IDF: Israelischer Soldat schlägt mit Hammer hinauf Jesus-Figur im Libanon ein
Ein Soldat der israelischen Armee hat bei einem Einsatz im Libanon eine Jesusfigur mit einem Hammer beschädigt. Die Armee bestätigte in einem Post auf X die Echtheit eines kursierenden Fotos. Man nehme den Vorfall äußerst ernst, hieß es. Das Verhalten des Soldaten sei in keiner Weise mit den Werten vereinbar, die von Soldaten erwartet würden.
Das Foto war am Sonntag von dem palästinensischen Journalisten Younis Tirawi auf X veröffentlicht und dort Zehntausende Male geteilt worden. Darauf ist zu sehen, wie ein Soldat mit einem großen Hammer auf den Kopf einer Jesusfigur einschlägt.

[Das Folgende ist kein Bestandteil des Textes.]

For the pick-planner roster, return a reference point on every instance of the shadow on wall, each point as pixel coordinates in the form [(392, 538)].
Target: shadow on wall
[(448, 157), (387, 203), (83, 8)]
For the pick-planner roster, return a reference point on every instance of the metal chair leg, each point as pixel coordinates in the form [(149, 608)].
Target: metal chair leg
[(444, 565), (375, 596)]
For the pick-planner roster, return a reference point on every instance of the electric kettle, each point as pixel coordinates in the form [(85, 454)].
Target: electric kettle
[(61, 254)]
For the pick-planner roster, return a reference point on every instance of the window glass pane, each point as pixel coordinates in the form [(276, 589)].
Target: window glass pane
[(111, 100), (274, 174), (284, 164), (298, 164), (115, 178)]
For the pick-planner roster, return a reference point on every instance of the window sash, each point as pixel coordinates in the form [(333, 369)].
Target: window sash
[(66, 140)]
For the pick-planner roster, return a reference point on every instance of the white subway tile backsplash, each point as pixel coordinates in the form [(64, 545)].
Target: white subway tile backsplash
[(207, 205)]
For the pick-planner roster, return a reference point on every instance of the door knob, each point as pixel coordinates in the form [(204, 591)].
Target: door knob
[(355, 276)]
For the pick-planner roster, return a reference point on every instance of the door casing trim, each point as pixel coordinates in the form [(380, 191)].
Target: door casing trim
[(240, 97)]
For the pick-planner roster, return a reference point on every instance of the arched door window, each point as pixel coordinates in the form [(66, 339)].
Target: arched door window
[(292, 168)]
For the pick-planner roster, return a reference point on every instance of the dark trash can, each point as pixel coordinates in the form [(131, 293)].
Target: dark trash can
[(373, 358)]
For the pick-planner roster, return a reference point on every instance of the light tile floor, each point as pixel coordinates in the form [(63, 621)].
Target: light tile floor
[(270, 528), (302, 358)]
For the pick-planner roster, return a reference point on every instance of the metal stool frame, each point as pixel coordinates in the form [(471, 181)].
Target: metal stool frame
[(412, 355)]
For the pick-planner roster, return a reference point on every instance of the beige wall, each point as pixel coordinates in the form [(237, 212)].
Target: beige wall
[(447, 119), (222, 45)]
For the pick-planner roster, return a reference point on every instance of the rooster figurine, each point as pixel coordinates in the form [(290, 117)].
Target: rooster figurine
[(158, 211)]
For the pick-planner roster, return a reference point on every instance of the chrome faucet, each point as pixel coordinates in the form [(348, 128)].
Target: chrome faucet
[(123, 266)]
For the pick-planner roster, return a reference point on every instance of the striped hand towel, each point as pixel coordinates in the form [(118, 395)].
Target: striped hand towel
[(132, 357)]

Gegen die Beteiligten würden »angemessene Maßnahmen« ergriffen, hieß es
von der Armee weiter. Worin diese bestehen, teilten die IDF nicht mit. Darüber hinaus wolle man die Gemeinde bei der
Wiederherstellung des Kruzifixes an seinem Standort unterstützen. Rund
jeder dritte Libanese ist Christ.
Außenminister entschuldigt sich
Auch Israels Außenminister Gideon Sa’ar hat inzwischen Stellung zu dem
Vorfall bezogen. Er dankte der Armee für die Aufklärung und die
angekündigten Strafmaßnahmen. »Diese schädliche Tat widerspricht
vollkommen unseren Werten«, erklärte Saar. »Wir entschuldigen uns für
diesen Vorfall bei allen Christen, deren Gefühle dadurch verletzt
wurden.«
Am Donnerstag hatte US-Präsident Donald Trump eine zehntägige Waffenruhe
zwischen Israel und der proiranischen Hisbollah-Miliz im Libanon
verkündet. Der israelische Ministerpräsident Benjamin Netanjahu hatte
gesagt, die israelische Armee solle in einer »verstärkten
Sicherheitszone« im Südlibanon bleiben.
Der Libanon war Anfang März in den
Irankrieg hineingezogen worden. Damals feuerte die Hisbollah als
Reaktion auf die Tötung des obersten iranischen Führers Ajatollah Ali
Chamenei Raketen auf Israel ab. In der Folge griff Israel zahlreiche
Ziele im Libanon an und schickte Bodentruppen über die Grenze.